The company said its representatives also shared confidential information with the groups related to projections of judicial deposit amounts in connection with judicial claims.

Oi also shared with the groups that its business plan assumes that the minimum cash balance required to operate in the ordinary course is R$4 billion, but it could be able to operate with as little as R$2 billion to R$3 billion of cash from time to time.

‘Summarily rejected’

In a separate release, the steering committees of the international bondholder committee and the informal group of bondholders said the revised term sheet was “summarily rejected” during negotiations by the vast majority of Oi’s board of directors, even though it was developed specifically to reflect the feedback of the company’s senior management.

The committees said this proves that the board members “are driven by the objective of enhancing the interests of existing shareholders, to the detriment of the best interests of the company and its other stakeholders” and that “a majority of the company’s board of directors is blatantly conflicted.”

In addition, the committee said the board appointed two new executive officers who are also board members, “which constitutes an outrageous violation of corporate governance standards.”

“It is obvious that such new officers were appointed in order to undermine and circumvent the efforts of the Oi group’s senior management to negotiate fair restructuring plan(s) and instead cater to the interests of the company’s minority shareholders exerting control,” the committees said.

Shareholder plan

The board also approved a plan support agreement and term sheet for a “shareholder plan,” according to the committees’ release.

Although the terms of the approved shareholder plan are not yet public, the committees said previously public versions of that plan make clear that it is backed by the minority shareholders exerting control in an attempt to preserve their equity position, and the shareholders who support the plan have thus far refused to be identified.

“The shareholder plan lacks creditor support, is irresponsible and doomed to lead to a costly waste of corporate resources,” the committees said.

The committees also called criticisms of the revised creditor term sheet “unfounded.”

Creditor term sheet

Specifically, the committees said the revised creditor term sheet provides for identical treatment for all bondholders on account of their bond claims and for incremental compensation for those willing to commit capital for an extended period of time.

The committees said the revised creditor terms provide for a fully backstopped capital increase for the Oi group in a total amount of R$4 billion, which would allow the group to properly address all of its projected capital expenditures and other investment needs.

Also, the committees said the revised creditor plan enables existing shareholders to retain 12% of the equity of the reorganized company before dilution for the new money and to participate in the capital increase.
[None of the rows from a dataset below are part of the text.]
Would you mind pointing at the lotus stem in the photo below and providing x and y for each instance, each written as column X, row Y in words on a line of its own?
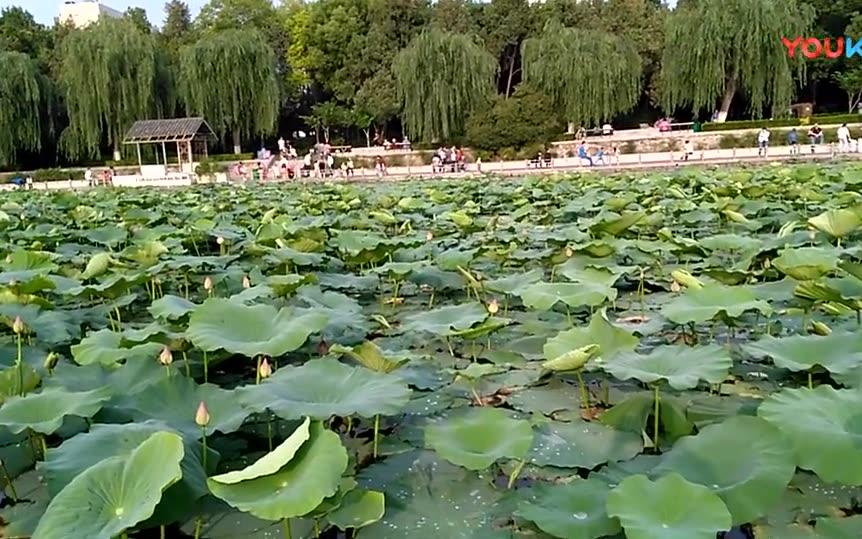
column 376, row 433
column 515, row 473
column 585, row 396
column 8, row 479
column 656, row 412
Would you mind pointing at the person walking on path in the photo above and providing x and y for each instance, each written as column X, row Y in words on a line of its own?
column 793, row 142
column 763, row 142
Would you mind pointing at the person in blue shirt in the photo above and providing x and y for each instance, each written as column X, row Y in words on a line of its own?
column 793, row 141
column 582, row 152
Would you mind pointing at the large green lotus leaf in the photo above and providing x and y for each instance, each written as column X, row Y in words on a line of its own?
column 702, row 304
column 839, row 353
column 272, row 461
column 751, row 482
column 670, row 508
column 806, row 263
column 580, row 444
column 251, row 330
column 44, row 411
column 106, row 348
column 543, row 296
column 325, row 387
column 105, row 441
column 611, row 339
column 115, row 494
column 837, row 223
column 446, row 320
column 358, row 509
column 312, row 475
column 570, row 511
column 175, row 400
column 824, row 426
column 422, row 490
column 171, row 307
column 479, row 437
column 683, row 367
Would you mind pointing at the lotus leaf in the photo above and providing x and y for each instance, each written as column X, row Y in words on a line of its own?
column 570, row 511
column 325, row 387
column 670, row 508
column 824, row 426
column 479, row 437
column 303, row 481
column 116, row 493
column 221, row 324
column 580, row 444
column 751, row 482
column 682, row 367
column 700, row 305
column 44, row 412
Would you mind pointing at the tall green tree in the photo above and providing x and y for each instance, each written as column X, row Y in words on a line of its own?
column 21, row 98
column 229, row 77
column 715, row 49
column 111, row 75
column 591, row 75
column 441, row 78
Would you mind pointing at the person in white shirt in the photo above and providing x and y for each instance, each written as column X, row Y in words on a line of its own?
column 843, row 138
column 762, row 142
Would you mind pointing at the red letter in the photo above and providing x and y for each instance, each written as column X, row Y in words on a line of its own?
column 839, row 50
column 791, row 46
column 806, row 47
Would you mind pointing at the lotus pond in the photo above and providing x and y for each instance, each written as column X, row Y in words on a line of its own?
column 664, row 356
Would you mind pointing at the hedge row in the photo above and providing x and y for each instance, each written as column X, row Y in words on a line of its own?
column 825, row 119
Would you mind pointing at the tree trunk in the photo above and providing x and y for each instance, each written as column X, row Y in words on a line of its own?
column 729, row 92
column 237, row 148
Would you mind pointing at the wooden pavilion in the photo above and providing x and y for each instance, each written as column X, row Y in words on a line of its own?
column 191, row 136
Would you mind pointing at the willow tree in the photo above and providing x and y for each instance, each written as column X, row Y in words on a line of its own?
column 590, row 75
column 716, row 48
column 440, row 79
column 20, row 98
column 229, row 77
column 112, row 75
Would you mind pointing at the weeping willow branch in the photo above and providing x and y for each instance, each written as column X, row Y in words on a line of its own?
column 21, row 95
column 714, row 47
column 110, row 78
column 229, row 77
column 441, row 78
column 591, row 75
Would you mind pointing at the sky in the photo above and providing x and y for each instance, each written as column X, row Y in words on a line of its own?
column 45, row 10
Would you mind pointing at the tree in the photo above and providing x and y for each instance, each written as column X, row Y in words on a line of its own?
column 21, row 97
column 229, row 77
column 441, row 78
column 110, row 73
column 715, row 48
column 590, row 75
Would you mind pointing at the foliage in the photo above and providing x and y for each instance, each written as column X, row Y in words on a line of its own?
column 441, row 78
column 590, row 75
column 528, row 117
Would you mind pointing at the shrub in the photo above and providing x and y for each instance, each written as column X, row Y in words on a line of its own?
column 528, row 117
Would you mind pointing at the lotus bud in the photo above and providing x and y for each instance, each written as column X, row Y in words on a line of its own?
column 202, row 417
column 573, row 360
column 265, row 370
column 166, row 357
column 51, row 361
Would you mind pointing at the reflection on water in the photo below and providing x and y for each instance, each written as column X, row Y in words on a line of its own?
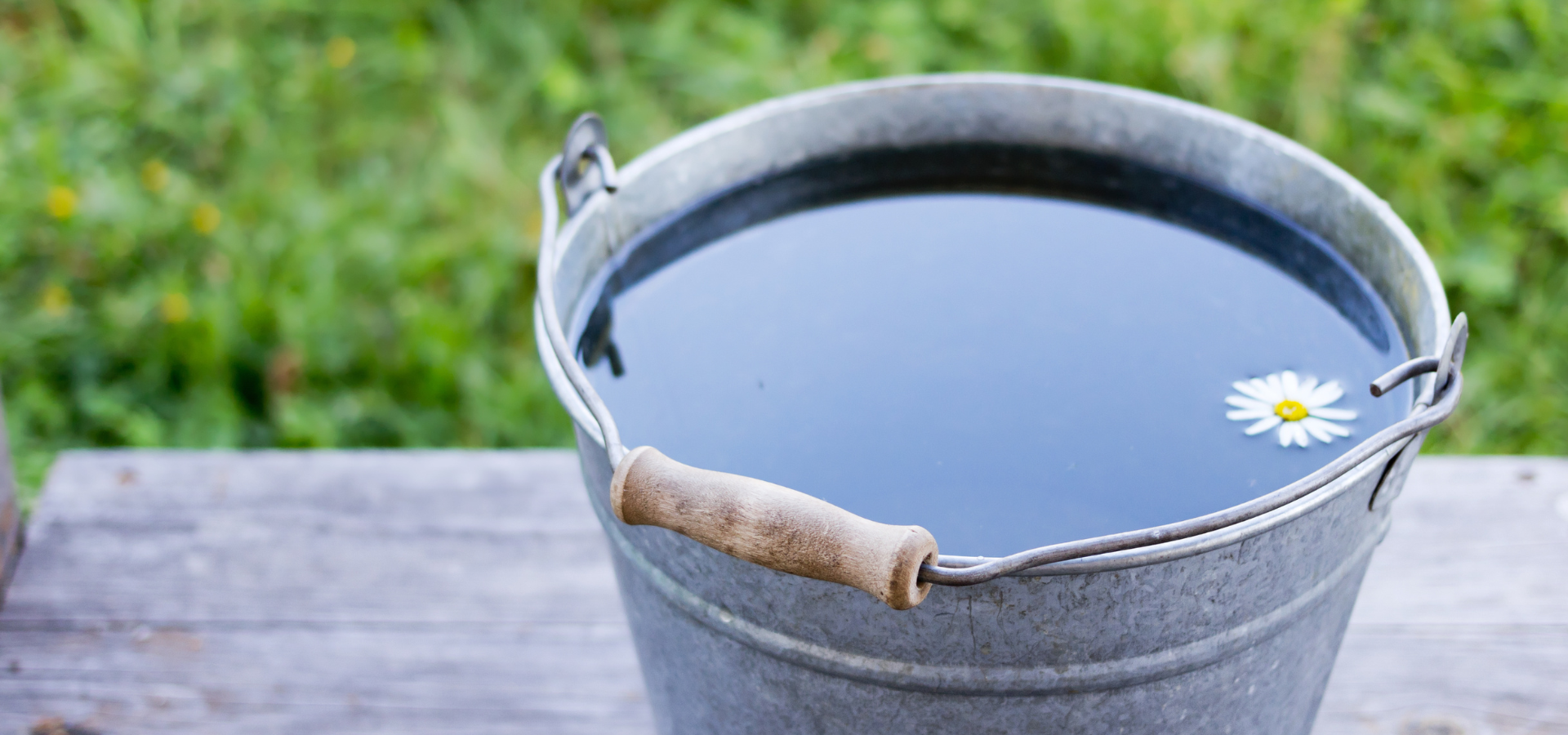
column 1005, row 370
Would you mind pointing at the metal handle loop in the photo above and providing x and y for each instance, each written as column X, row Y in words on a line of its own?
column 963, row 571
column 549, row 262
column 586, row 168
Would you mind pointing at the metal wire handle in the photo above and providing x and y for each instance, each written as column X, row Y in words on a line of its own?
column 963, row 571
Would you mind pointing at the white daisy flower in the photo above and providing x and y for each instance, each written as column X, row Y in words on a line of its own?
column 1298, row 406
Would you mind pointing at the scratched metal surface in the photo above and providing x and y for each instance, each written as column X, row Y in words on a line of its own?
column 216, row 593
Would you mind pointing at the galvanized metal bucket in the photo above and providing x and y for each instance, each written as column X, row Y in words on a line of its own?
column 1218, row 624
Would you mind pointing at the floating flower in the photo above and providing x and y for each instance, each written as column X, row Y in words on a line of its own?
column 1297, row 406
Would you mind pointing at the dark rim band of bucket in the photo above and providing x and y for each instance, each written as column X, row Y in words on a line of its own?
column 960, row 571
column 587, row 158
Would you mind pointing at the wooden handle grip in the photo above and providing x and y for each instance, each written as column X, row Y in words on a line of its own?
column 775, row 527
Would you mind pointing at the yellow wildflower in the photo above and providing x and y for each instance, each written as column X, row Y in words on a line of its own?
column 339, row 52
column 206, row 218
column 61, row 203
column 176, row 308
column 154, row 176
column 56, row 301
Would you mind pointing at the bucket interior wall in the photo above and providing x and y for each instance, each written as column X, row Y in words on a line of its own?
column 1010, row 347
column 1233, row 632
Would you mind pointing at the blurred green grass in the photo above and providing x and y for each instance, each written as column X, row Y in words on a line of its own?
column 313, row 225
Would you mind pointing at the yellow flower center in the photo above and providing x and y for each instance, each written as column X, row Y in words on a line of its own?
column 1291, row 411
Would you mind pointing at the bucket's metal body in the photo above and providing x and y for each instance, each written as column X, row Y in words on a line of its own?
column 1233, row 630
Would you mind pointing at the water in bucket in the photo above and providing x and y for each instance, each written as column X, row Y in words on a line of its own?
column 1004, row 366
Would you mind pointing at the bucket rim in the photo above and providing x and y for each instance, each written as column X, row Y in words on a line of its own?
column 1429, row 286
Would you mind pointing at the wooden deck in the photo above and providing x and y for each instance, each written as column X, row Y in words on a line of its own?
column 470, row 593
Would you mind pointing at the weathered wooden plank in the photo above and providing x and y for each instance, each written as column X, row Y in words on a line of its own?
column 470, row 593
column 10, row 514
column 1462, row 627
column 431, row 591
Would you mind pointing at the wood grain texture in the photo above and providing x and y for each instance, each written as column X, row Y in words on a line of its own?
column 1462, row 626
column 773, row 525
column 399, row 593
column 10, row 514
column 279, row 593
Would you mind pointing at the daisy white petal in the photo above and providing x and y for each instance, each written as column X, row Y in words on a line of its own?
column 1316, row 428
column 1330, row 426
column 1247, row 403
column 1269, row 392
column 1291, row 383
column 1250, row 390
column 1264, row 425
column 1324, row 395
column 1333, row 414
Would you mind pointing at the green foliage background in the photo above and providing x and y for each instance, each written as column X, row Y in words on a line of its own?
column 369, row 283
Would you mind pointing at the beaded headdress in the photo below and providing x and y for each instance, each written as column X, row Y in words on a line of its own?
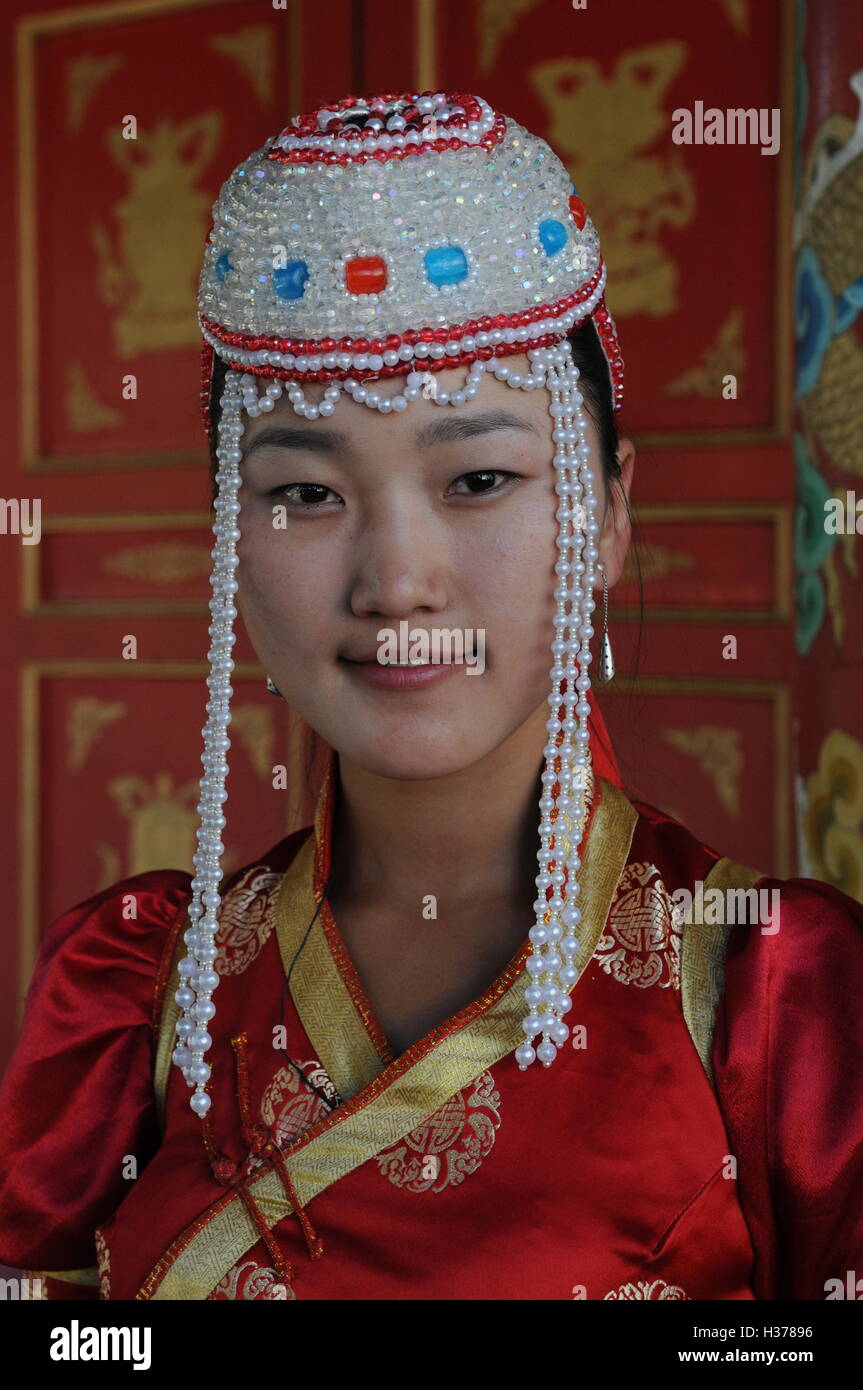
column 391, row 236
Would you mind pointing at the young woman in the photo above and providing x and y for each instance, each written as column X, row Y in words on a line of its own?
column 439, row 1062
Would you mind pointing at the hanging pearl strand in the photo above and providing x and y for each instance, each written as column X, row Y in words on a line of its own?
column 552, row 963
column 198, row 968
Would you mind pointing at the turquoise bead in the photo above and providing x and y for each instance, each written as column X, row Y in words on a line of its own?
column 289, row 282
column 553, row 235
column 445, row 264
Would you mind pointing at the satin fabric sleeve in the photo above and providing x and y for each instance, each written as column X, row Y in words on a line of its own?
column 77, row 1098
column 788, row 1069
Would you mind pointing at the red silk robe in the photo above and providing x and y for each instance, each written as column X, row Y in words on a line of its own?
column 703, row 1139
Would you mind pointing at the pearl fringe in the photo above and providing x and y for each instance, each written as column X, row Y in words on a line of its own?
column 566, row 773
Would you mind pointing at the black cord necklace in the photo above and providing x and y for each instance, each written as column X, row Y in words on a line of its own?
column 321, row 1094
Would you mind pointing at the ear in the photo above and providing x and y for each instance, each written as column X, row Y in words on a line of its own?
column 617, row 530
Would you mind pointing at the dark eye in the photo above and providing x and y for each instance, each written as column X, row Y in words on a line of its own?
column 305, row 495
column 481, row 481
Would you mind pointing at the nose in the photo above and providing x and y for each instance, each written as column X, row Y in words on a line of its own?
column 399, row 563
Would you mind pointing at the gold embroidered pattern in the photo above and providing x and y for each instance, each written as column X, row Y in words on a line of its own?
column 410, row 1089
column 103, row 1261
column 449, row 1144
column 641, row 1289
column 703, row 959
column 245, row 919
column 289, row 1108
column 252, row 1282
column 642, row 940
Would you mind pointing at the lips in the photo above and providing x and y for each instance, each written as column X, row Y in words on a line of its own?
column 393, row 677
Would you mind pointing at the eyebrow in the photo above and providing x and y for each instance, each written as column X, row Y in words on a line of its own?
column 437, row 431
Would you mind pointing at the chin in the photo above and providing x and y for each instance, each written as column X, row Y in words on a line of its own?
column 407, row 758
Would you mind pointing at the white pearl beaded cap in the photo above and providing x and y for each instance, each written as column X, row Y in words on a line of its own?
column 562, row 805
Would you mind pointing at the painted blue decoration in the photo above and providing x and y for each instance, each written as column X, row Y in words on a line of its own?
column 445, row 264
column 553, row 235
column 291, row 281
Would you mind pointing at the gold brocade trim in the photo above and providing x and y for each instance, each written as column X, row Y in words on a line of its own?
column 410, row 1089
column 703, row 959
column 321, row 997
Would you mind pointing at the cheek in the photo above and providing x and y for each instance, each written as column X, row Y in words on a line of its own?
column 284, row 592
column 513, row 578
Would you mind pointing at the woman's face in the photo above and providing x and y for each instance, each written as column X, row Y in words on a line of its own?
column 438, row 517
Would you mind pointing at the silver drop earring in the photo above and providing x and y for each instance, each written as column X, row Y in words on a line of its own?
column 605, row 667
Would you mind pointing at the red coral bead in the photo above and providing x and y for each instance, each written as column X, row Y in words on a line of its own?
column 366, row 274
column 578, row 210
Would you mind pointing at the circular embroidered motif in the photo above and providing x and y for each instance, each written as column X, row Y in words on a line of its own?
column 245, row 919
column 449, row 1144
column 642, row 937
column 659, row 1289
column 252, row 1282
column 289, row 1107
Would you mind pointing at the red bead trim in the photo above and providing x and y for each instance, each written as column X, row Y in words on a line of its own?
column 311, row 346
column 453, row 142
column 610, row 344
column 206, row 384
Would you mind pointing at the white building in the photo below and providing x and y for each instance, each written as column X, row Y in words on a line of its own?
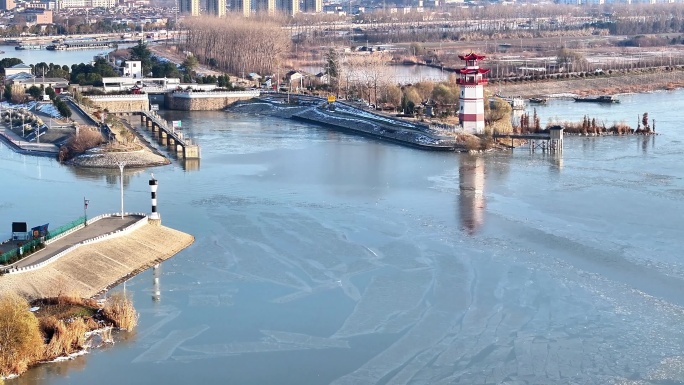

The committees said the revised term sheet allows Oi to elect either a lower cash-payable interest rate or a higher interest rate with a portion of the payment deferred in time.

The committees said Oi’s creditor groups are still planning to meet with senior management and other stakeholders this week to continue discussions.

The steering committees identified their members as Aurelius Capital Management, LP, Canyon Capital Advisors LLC, Citadel Equity Fund Ltd., York Capital Management Global Advisors LLC, Benefit Street Partners LLC, Brookfield Credit Opportunities Master Fund, LP, GoldenTree Asset Management LP and Redwood Master Fund, Ltd.

Oi is a Rio de Janeiro-based telecommunications service provider. It filed for Chapter 15 bankruptcy in the U.S. Bankruptcy Court for the Southern District of New York on June 21, 2016 under case number 16-11791.